ConocoPhillips Alaska Natural Gas Corporation and Marathon Oil Company jointly own a Liquefied Natural Gas (LNG) plant in Kenai, which has been operating since the 1960s and providing high-paying jobs and tax revenues. The plant can export natural gas as well as supply it to local utilities (Kenai, 2009, ¶4). The matter began in January 2007, when an export application was filed with the U.S. Department of Energy (Kenai, 2009, ¶5).
The state intervened in the proceedings to help ensure local utility gas supply needs would be met, while also preserving a critical element of the Cook Inlet gas market, and an important part of the Kenai Peninsula’s economic base.
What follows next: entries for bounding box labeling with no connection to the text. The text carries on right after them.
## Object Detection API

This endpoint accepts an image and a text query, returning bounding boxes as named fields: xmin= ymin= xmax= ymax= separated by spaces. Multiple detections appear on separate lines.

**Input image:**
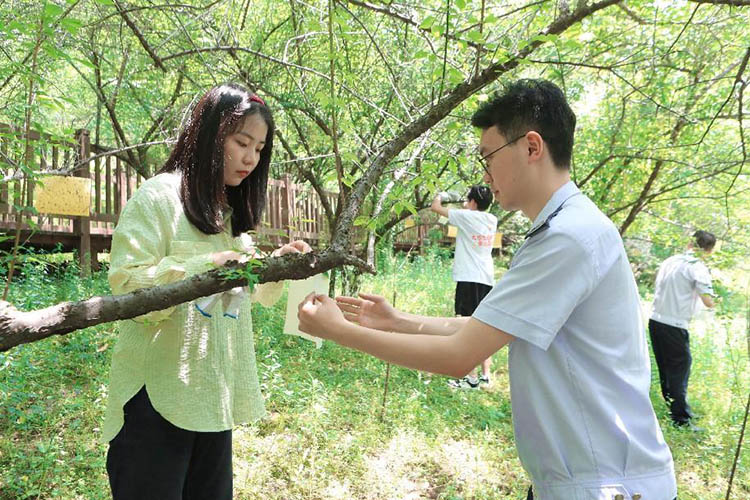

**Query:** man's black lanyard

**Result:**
xmin=524 ymin=191 xmax=581 ymax=240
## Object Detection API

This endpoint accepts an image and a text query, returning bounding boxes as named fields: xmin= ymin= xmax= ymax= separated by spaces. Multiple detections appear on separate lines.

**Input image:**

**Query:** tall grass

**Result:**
xmin=0 ymin=253 xmax=750 ymax=500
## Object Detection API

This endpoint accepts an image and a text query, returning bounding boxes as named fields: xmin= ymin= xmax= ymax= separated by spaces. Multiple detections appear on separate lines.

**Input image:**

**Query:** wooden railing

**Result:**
xmin=0 ymin=124 xmax=462 ymax=270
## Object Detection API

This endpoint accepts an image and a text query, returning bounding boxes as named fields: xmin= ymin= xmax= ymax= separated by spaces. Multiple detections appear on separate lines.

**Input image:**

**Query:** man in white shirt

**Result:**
xmin=299 ymin=80 xmax=677 ymax=500
xmin=430 ymin=186 xmax=497 ymax=388
xmin=648 ymin=231 xmax=716 ymax=430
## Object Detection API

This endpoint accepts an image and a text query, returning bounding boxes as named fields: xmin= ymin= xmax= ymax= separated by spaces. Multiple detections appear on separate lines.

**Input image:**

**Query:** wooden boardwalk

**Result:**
xmin=0 ymin=124 xmax=336 ymax=274
xmin=0 ymin=124 xmax=450 ymax=272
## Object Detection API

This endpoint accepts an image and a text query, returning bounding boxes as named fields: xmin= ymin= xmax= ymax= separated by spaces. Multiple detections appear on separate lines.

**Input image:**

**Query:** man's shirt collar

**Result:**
xmin=526 ymin=180 xmax=581 ymax=238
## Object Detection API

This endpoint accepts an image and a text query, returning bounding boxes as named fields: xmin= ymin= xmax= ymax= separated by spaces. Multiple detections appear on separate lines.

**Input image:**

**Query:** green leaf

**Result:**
xmin=353 ymin=215 xmax=370 ymax=226
xmin=419 ymin=16 xmax=437 ymax=30
xmin=466 ymin=30 xmax=484 ymax=43
xmin=42 ymin=3 xmax=62 ymax=19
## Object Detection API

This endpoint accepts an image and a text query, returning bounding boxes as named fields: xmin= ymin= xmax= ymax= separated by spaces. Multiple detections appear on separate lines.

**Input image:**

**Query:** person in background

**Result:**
xmin=648 ymin=231 xmax=716 ymax=431
xmin=430 ymin=185 xmax=497 ymax=388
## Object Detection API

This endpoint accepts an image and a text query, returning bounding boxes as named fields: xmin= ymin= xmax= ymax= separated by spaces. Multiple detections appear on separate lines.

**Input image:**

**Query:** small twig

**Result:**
xmin=115 ymin=0 xmax=167 ymax=73
xmin=380 ymin=290 xmax=396 ymax=422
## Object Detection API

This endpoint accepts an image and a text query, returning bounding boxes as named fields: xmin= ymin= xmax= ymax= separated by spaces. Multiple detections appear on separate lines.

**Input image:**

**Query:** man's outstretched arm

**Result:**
xmin=298 ymin=294 xmax=514 ymax=378
xmin=336 ymin=293 xmax=469 ymax=335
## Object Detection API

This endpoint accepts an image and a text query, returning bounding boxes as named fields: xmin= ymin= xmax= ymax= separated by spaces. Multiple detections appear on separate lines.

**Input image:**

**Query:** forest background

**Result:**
xmin=0 ymin=0 xmax=750 ymax=498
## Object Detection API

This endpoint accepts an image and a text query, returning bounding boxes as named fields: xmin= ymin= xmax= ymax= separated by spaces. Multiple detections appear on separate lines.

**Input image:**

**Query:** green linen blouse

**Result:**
xmin=102 ymin=172 xmax=283 ymax=442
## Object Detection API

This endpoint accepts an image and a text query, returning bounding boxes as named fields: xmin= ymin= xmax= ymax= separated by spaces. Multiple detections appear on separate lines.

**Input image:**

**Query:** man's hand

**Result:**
xmin=430 ymin=194 xmax=448 ymax=217
xmin=297 ymin=293 xmax=346 ymax=339
xmin=271 ymin=240 xmax=312 ymax=257
xmin=336 ymin=293 xmax=398 ymax=331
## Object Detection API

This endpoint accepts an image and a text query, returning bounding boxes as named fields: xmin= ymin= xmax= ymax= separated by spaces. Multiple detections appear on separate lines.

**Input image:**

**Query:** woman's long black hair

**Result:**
xmin=159 ymin=83 xmax=274 ymax=236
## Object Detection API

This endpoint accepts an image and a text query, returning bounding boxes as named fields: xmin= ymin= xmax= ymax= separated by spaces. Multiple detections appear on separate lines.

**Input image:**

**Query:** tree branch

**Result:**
xmin=331 ymin=0 xmax=620 ymax=249
xmin=0 ymin=250 xmax=375 ymax=352
xmin=114 ymin=0 xmax=167 ymax=73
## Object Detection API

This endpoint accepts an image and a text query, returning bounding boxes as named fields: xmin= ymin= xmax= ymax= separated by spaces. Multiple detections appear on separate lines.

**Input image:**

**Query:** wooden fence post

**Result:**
xmin=73 ymin=129 xmax=96 ymax=276
xmin=281 ymin=174 xmax=296 ymax=242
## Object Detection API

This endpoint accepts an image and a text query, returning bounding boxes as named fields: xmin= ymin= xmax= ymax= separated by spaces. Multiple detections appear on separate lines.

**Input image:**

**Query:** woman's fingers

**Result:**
xmin=336 ymin=302 xmax=360 ymax=313
xmin=344 ymin=312 xmax=359 ymax=323
xmin=336 ymin=295 xmax=362 ymax=307
xmin=359 ymin=292 xmax=385 ymax=302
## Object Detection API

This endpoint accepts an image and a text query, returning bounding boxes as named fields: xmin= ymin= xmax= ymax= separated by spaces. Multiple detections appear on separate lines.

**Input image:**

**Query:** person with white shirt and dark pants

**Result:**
xmin=648 ymin=231 xmax=716 ymax=430
xmin=298 ymin=80 xmax=677 ymax=500
xmin=430 ymin=186 xmax=497 ymax=388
The state’s intervention resulted in a settlement among the state, ConocoPhillips and Marathon, under which each company agreed to good-faith negotiations with local utilities to ensure a gas supply, and to the drilling of a minimum number of new gas wells (Kenai, 2009, ¶5).
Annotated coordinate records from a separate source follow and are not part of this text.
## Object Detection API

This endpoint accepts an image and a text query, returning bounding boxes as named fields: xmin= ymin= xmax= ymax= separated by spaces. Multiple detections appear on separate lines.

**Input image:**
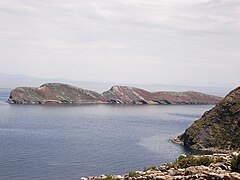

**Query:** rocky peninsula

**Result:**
xmin=84 ymin=87 xmax=240 ymax=180
xmin=8 ymin=83 xmax=222 ymax=104
xmin=176 ymin=87 xmax=240 ymax=151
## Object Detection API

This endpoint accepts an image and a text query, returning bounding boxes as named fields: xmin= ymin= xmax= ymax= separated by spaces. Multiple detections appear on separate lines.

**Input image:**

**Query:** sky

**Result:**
xmin=0 ymin=0 xmax=240 ymax=86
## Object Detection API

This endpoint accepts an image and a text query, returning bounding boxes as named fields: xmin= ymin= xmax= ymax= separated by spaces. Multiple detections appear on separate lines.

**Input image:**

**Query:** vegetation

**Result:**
xmin=176 ymin=154 xmax=214 ymax=168
xmin=231 ymin=155 xmax=240 ymax=173
xmin=128 ymin=171 xmax=141 ymax=177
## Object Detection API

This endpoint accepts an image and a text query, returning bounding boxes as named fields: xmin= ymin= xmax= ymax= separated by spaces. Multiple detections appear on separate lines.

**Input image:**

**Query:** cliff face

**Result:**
xmin=103 ymin=86 xmax=222 ymax=104
xmin=178 ymin=87 xmax=240 ymax=150
xmin=8 ymin=83 xmax=106 ymax=104
xmin=8 ymin=83 xmax=222 ymax=104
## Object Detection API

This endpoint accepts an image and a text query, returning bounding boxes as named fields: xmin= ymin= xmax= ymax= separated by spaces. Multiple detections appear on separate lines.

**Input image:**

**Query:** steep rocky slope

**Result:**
xmin=8 ymin=83 xmax=106 ymax=104
xmin=178 ymin=87 xmax=240 ymax=150
xmin=103 ymin=86 xmax=222 ymax=104
xmin=8 ymin=83 xmax=222 ymax=104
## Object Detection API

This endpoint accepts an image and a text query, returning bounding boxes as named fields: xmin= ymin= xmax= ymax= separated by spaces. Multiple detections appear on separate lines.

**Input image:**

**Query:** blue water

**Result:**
xmin=0 ymin=90 xmax=212 ymax=180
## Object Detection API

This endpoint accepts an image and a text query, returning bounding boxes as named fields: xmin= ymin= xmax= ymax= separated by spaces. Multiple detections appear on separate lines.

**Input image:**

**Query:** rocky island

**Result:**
xmin=8 ymin=83 xmax=222 ymax=104
xmin=81 ymin=87 xmax=240 ymax=180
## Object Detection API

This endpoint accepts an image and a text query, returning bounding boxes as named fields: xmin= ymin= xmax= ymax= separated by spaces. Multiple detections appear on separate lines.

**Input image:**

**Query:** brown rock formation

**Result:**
xmin=8 ymin=83 xmax=221 ymax=104
xmin=178 ymin=87 xmax=240 ymax=151
xmin=103 ymin=86 xmax=222 ymax=104
xmin=8 ymin=83 xmax=106 ymax=104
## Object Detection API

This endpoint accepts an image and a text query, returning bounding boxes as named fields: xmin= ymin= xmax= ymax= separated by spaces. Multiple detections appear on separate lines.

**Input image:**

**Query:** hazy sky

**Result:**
xmin=0 ymin=0 xmax=240 ymax=86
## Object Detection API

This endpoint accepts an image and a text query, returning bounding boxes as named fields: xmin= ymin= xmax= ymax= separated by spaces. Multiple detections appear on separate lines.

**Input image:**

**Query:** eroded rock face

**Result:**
xmin=8 ymin=83 xmax=221 ymax=104
xmin=8 ymin=83 xmax=106 ymax=104
xmin=103 ymin=86 xmax=222 ymax=104
xmin=178 ymin=87 xmax=240 ymax=150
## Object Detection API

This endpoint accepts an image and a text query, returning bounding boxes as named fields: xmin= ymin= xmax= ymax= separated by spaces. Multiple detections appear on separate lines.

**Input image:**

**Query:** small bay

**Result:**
xmin=0 ymin=90 xmax=212 ymax=179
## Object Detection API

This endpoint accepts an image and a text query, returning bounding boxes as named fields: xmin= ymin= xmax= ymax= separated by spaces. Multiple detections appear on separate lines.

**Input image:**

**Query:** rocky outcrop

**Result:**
xmin=103 ymin=86 xmax=222 ymax=104
xmin=177 ymin=87 xmax=240 ymax=151
xmin=81 ymin=154 xmax=240 ymax=180
xmin=8 ymin=83 xmax=221 ymax=104
xmin=8 ymin=83 xmax=106 ymax=104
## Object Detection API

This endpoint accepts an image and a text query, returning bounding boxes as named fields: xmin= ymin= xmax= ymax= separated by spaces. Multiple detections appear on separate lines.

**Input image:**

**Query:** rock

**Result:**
xmin=8 ymin=83 xmax=222 ymax=104
xmin=103 ymin=86 xmax=222 ymax=104
xmin=178 ymin=87 xmax=240 ymax=151
xmin=8 ymin=83 xmax=107 ymax=104
xmin=81 ymin=177 xmax=88 ymax=180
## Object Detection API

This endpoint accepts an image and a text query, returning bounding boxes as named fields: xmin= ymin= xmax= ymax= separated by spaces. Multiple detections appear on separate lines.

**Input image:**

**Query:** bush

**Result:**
xmin=177 ymin=155 xmax=213 ymax=168
xmin=128 ymin=171 xmax=141 ymax=177
xmin=231 ymin=155 xmax=240 ymax=173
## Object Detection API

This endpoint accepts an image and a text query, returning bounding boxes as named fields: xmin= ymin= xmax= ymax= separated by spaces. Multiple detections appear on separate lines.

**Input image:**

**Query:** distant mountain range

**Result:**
xmin=8 ymin=83 xmax=222 ymax=104
xmin=0 ymin=73 xmax=233 ymax=97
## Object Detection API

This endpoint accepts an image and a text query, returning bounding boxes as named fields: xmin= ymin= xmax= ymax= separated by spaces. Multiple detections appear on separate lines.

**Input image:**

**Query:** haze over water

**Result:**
xmin=0 ymin=90 xmax=212 ymax=179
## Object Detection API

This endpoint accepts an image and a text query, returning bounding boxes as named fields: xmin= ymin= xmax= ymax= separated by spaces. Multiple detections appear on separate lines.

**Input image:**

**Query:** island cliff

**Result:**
xmin=8 ymin=83 xmax=222 ymax=104
xmin=177 ymin=87 xmax=240 ymax=151
xmin=8 ymin=83 xmax=106 ymax=104
xmin=103 ymin=86 xmax=222 ymax=104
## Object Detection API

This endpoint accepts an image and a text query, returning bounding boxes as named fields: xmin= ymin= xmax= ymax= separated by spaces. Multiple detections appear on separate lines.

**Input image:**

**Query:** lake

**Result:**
xmin=0 ymin=90 xmax=212 ymax=180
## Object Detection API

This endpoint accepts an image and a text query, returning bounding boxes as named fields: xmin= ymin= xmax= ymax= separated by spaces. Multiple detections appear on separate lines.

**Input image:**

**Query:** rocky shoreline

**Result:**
xmin=7 ymin=83 xmax=222 ymax=105
xmin=81 ymin=152 xmax=240 ymax=180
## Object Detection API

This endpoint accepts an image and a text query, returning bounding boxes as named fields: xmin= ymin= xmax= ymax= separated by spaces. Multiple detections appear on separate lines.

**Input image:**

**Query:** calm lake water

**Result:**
xmin=0 ymin=90 xmax=212 ymax=180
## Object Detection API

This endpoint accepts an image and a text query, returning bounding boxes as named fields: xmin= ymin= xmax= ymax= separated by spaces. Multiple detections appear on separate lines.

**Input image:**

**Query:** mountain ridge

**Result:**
xmin=8 ymin=83 xmax=222 ymax=104
xmin=177 ymin=87 xmax=240 ymax=151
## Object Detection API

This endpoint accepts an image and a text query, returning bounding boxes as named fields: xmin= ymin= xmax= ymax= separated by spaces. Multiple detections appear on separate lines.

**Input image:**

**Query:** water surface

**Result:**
xmin=0 ymin=90 xmax=212 ymax=180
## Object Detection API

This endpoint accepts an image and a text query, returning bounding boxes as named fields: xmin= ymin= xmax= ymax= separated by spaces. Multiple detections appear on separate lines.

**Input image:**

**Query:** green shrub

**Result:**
xmin=231 ymin=155 xmax=240 ymax=173
xmin=177 ymin=155 xmax=213 ymax=168
xmin=128 ymin=171 xmax=140 ymax=177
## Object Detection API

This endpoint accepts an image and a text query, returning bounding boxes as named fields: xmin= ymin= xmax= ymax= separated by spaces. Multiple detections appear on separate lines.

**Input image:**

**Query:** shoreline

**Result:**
xmin=83 ymin=152 xmax=240 ymax=180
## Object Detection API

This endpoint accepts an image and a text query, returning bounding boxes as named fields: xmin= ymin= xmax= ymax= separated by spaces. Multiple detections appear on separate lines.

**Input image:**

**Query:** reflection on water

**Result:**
xmin=0 ymin=96 xmax=214 ymax=179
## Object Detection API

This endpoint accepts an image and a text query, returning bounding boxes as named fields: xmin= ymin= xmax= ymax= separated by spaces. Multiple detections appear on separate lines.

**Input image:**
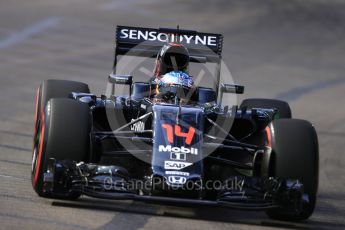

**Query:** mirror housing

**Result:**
xmin=219 ymin=83 xmax=244 ymax=105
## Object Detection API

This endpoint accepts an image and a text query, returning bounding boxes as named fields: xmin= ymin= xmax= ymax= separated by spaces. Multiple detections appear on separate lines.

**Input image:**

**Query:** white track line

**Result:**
xmin=0 ymin=17 xmax=60 ymax=49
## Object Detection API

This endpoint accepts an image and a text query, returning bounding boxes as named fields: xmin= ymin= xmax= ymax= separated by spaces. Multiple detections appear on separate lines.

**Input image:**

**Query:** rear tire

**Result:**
xmin=34 ymin=79 xmax=90 ymax=142
xmin=266 ymin=119 xmax=319 ymax=221
xmin=240 ymin=98 xmax=292 ymax=118
xmin=31 ymin=80 xmax=90 ymax=198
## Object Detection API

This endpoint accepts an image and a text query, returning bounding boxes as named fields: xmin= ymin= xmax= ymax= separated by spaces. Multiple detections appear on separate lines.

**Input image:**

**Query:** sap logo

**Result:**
xmin=131 ymin=119 xmax=145 ymax=132
xmin=168 ymin=176 xmax=187 ymax=184
xmin=164 ymin=161 xmax=193 ymax=170
xmin=120 ymin=29 xmax=217 ymax=46
xmin=158 ymin=145 xmax=198 ymax=155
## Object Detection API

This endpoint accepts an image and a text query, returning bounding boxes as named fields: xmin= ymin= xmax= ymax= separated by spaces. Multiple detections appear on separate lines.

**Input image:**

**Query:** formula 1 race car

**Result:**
xmin=32 ymin=26 xmax=319 ymax=220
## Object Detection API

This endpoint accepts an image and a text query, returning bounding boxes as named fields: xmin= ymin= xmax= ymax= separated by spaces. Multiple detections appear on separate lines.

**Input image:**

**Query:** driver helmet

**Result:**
xmin=155 ymin=71 xmax=194 ymax=102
Enstar’s gas supply needs through the export term were ensured through an agreement with both Marathon and ConocoPhillips in December 2008. Now that Chugach’s gas supply needs have been met through the recently announced agreement with ConocoPhillips, all local utility gas supply requirements are covered during the export term (Kenai, 2009, ¶6).
Governor Palin thanked the parties involved and lauded their cooperative spirit, which helped make this outcome possible (Kenai, 2009, ¶7).
Commentary
While this is not an accomplishment item for Governor Palin directly, this settlement is indirectly. The executive sets the direction her administration is to travel. Governor Palin expects common-sense solutions and has little time for convoluted outcomes, the benefits of which are nebulous at best. This expectation filters down through her reports and across the tens of thousands of employees within her span of control.
The matter here was relatively simple. It involved an LNG facility that can supply natural gas to local utilities or export it. The dispute revolved around how much was to be exported during the winter and ensuring that local utilities did not get shut out. In most jurisdictions today, energy is de-regulated, and the result is a system where a local utility delivers the energy and another company may supply it. Energy is traded on spot market — this author’s employer has a trading floor in its corporate headquarters where electricity is sold by the megawatt. In the old days, utilities were all regulated monopolies which serviced only a local area. It was a simple, easy-to understand system, but monopolies often result in high prices and poor customer service.
Once again, Governor Palin could have taken an easy path avoiding the issue entirely and “letting the chips fall where they may,” especially on a matter that is well — not conducive to a juicy soundbite. But, that is not what leaders do and is not behavior she would tolerate.